Save malloxpb/98579046510cfe9b6089933c155a68df to your computer and use it in GitHub Desktop.
LGFF delta query improvement

FF delta process query improvement

As of the moment, we have this query to retrieve the zip files containing the delta FF data since the last full batch. However, not every zip file contains the lipper ids that we want to target. Therefore, we will need to create a new index that allows us to query only the files that are relevant to the lipper ids provided.

part 1: lambda function FF read process (3 point)

  • update the lambda function to read the incoming delta files content. The file names have this format flow_feed_004875.xml, while the content would look like
<FlowsHistory Id="40301418">
...content
</FlowsHistory>
<FlowsHistory Id="40301419">
...content
</FlowsHistory>

Where the ids are lipper ids. We are interested in the list of lipper ids in each file.

part 1.2: lambda function upsert record in dynamo (2 point)

with the list of the lipper ids from each delta file, insert new file records for the delta files. with 1 extra attribute:LGFFDeltaLipperIds, type is a List, containing all the lipper ids that the delta file contains.

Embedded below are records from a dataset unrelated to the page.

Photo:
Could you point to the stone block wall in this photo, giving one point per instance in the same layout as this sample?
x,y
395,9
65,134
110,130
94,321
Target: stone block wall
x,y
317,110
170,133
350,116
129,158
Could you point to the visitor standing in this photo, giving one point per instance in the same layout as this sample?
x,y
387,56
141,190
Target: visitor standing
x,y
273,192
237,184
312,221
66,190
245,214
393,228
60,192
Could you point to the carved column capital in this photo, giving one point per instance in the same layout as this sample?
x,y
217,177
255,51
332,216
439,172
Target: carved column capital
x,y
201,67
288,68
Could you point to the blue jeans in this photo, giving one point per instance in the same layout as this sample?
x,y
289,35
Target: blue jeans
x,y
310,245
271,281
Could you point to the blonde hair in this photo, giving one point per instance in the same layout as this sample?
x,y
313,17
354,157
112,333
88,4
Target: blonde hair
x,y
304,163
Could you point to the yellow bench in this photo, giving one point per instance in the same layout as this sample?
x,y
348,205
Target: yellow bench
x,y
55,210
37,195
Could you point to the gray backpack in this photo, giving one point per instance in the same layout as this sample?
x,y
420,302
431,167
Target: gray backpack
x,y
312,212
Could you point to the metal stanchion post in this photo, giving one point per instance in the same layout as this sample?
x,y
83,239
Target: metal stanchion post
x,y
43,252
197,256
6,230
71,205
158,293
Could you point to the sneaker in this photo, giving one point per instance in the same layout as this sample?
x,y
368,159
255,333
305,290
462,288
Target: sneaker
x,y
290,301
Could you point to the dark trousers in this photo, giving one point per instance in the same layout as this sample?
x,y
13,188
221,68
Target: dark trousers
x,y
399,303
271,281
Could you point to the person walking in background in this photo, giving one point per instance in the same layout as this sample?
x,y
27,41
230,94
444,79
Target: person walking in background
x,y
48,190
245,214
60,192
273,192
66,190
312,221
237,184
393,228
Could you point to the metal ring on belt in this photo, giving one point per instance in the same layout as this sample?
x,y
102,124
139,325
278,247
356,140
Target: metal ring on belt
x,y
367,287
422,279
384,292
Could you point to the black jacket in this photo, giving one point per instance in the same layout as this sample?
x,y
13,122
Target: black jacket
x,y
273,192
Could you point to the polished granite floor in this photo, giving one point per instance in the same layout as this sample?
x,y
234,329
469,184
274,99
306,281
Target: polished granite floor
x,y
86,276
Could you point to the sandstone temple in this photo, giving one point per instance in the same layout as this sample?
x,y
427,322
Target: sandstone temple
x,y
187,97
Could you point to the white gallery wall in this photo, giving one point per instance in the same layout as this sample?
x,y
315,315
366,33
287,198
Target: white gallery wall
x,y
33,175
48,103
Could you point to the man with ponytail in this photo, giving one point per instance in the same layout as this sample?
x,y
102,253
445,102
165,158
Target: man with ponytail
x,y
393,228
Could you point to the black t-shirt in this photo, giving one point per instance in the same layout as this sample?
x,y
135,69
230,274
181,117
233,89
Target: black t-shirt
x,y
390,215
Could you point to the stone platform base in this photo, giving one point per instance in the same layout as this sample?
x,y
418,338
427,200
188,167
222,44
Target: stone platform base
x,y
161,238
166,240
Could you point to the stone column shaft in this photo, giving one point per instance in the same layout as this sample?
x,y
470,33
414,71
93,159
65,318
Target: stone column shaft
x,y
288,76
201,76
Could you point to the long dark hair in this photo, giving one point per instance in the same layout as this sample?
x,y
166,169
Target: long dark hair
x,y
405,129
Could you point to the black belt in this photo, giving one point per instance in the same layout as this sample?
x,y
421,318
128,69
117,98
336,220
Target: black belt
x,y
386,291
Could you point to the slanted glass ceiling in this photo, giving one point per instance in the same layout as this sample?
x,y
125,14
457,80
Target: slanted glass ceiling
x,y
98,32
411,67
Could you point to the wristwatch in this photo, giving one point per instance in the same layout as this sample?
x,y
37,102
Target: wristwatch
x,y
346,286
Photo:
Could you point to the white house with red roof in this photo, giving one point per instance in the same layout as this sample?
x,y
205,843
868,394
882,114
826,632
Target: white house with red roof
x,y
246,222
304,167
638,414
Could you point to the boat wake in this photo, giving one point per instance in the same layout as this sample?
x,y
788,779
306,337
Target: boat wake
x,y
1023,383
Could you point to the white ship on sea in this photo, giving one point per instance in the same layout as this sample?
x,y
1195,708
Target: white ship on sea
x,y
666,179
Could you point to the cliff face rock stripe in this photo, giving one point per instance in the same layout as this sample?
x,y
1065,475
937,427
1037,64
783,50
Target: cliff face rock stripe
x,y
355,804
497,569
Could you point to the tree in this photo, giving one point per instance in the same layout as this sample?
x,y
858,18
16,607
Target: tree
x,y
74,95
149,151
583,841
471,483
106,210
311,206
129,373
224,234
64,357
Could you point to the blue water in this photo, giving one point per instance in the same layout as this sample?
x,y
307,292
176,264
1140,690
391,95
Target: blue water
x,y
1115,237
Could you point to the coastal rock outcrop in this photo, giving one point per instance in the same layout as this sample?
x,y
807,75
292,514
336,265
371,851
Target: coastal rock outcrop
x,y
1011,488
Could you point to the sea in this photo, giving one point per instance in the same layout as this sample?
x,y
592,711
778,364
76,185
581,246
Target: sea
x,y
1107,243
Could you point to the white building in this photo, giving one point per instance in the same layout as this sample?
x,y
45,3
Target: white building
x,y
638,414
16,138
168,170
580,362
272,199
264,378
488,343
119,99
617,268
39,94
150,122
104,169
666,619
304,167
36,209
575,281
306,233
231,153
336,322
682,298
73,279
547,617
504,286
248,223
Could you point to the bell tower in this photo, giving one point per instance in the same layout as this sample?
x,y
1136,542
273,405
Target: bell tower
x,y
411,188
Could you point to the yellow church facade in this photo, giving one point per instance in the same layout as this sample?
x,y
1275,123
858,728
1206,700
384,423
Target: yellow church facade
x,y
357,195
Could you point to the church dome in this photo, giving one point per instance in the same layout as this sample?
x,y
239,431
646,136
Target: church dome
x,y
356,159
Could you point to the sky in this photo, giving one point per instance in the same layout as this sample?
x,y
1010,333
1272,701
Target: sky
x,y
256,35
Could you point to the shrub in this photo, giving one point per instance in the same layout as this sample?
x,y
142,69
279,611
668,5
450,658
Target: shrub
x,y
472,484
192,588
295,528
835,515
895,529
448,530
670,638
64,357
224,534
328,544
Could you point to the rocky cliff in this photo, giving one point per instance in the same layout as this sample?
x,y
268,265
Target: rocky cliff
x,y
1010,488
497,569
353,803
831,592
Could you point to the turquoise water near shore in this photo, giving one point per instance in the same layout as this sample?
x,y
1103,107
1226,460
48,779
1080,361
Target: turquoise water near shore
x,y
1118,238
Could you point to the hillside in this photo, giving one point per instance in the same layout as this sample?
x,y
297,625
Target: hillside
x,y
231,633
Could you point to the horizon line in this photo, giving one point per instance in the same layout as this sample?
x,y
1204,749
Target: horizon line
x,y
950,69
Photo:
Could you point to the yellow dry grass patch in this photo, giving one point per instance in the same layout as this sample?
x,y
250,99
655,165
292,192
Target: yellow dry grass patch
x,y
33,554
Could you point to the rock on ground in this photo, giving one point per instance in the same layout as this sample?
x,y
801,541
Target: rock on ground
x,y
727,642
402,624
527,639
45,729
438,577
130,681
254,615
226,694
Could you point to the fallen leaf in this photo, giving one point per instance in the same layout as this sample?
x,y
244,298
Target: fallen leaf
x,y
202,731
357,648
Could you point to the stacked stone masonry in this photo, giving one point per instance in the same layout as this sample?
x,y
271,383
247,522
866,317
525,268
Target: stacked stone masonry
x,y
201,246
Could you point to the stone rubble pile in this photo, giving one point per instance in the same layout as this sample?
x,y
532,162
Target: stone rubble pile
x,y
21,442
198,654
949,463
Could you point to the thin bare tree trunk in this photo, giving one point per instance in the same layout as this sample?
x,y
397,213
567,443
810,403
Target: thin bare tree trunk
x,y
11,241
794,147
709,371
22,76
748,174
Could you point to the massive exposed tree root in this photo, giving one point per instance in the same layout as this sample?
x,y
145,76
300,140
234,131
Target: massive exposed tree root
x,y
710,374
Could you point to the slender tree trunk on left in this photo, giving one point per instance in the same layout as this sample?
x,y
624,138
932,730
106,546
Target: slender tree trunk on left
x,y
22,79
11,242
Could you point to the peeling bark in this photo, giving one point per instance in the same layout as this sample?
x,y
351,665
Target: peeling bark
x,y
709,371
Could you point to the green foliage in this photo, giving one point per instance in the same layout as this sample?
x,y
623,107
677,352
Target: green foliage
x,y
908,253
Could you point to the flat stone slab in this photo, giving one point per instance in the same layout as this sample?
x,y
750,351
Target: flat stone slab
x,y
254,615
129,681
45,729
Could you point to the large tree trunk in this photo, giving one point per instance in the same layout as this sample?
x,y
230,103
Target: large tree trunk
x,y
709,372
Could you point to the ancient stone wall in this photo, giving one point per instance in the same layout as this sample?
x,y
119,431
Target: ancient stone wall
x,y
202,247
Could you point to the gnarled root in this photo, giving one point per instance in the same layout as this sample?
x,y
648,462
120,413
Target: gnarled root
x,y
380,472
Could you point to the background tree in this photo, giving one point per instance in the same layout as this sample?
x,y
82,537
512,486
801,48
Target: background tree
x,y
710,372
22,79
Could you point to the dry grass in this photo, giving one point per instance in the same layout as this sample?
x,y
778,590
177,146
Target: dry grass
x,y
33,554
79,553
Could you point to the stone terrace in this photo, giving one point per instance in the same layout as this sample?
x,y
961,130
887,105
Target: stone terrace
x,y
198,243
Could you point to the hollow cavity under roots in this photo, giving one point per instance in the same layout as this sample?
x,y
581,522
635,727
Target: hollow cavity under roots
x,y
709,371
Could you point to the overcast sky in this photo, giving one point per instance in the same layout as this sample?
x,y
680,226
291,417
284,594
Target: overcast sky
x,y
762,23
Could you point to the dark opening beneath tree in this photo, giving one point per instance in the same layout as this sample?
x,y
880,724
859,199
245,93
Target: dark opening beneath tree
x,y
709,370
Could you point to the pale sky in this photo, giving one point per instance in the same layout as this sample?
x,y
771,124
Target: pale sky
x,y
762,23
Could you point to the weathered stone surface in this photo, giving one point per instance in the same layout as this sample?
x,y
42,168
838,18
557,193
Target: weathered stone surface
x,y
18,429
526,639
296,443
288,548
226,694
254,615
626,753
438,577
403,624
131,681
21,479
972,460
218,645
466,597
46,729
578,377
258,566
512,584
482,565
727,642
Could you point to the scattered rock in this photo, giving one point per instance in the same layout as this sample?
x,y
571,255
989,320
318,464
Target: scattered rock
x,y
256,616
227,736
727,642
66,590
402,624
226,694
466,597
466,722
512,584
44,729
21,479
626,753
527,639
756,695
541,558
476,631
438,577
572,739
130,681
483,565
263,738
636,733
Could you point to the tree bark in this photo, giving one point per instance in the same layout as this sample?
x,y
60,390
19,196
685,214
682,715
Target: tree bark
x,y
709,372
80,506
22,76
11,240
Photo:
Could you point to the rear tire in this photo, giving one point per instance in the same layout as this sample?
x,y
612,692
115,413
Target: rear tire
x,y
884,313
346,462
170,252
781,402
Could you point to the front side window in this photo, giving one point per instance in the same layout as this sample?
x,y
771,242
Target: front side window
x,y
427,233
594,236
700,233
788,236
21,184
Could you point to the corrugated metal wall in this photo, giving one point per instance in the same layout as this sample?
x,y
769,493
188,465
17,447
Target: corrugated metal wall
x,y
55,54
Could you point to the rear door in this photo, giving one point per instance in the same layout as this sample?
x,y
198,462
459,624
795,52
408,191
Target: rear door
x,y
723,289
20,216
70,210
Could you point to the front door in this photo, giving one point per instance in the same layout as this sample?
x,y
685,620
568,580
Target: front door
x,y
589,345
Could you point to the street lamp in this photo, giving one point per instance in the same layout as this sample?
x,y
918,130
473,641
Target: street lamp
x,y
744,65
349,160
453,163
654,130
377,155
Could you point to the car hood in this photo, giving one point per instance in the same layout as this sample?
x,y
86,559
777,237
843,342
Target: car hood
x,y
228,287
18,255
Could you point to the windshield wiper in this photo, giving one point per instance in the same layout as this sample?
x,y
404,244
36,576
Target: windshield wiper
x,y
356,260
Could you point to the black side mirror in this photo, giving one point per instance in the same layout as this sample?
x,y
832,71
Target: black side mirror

Look at a sample in staging table

[{'LGFFDeltaLipperIds': {'L': [{'S': '40301418'}, {'S': '40301419'}]},
  'FileID': {'S': 'flow_feed_004875'},
  'FileDir': {'S': 'test _dir'}}]

part 2: update the query (2 point)

Update the query used in ff to filter the delta files that contain the lipper ids provided. we should use FilterExpression to see if LGFFDeltaLipperIds contains the lipper id that we look for. Example query:

In [21]: client.query(
    ...:     TableName=table_name,
    ...:     KeyConditionExpression='FileID = :file_id',
    ...:     FilterExpression="contains(LGFFDeltaLipperIds, :lipper_id)",
    ...:     ExpressionAttributeValues={
    ...:         ':file_id': {'S': file_id},
    ...:         ':lipper_id': {'S': '40301418'}
    ...:     }
    ...: )['Items']

Update the process TargetedLipperFundFlowsDeltaImporter to use the new filter process.

part 3: test in staging (1 point)

Test in staging with a few new records to see if we can insert the records with the new index column and retrieve the records based on the lipper ids provided.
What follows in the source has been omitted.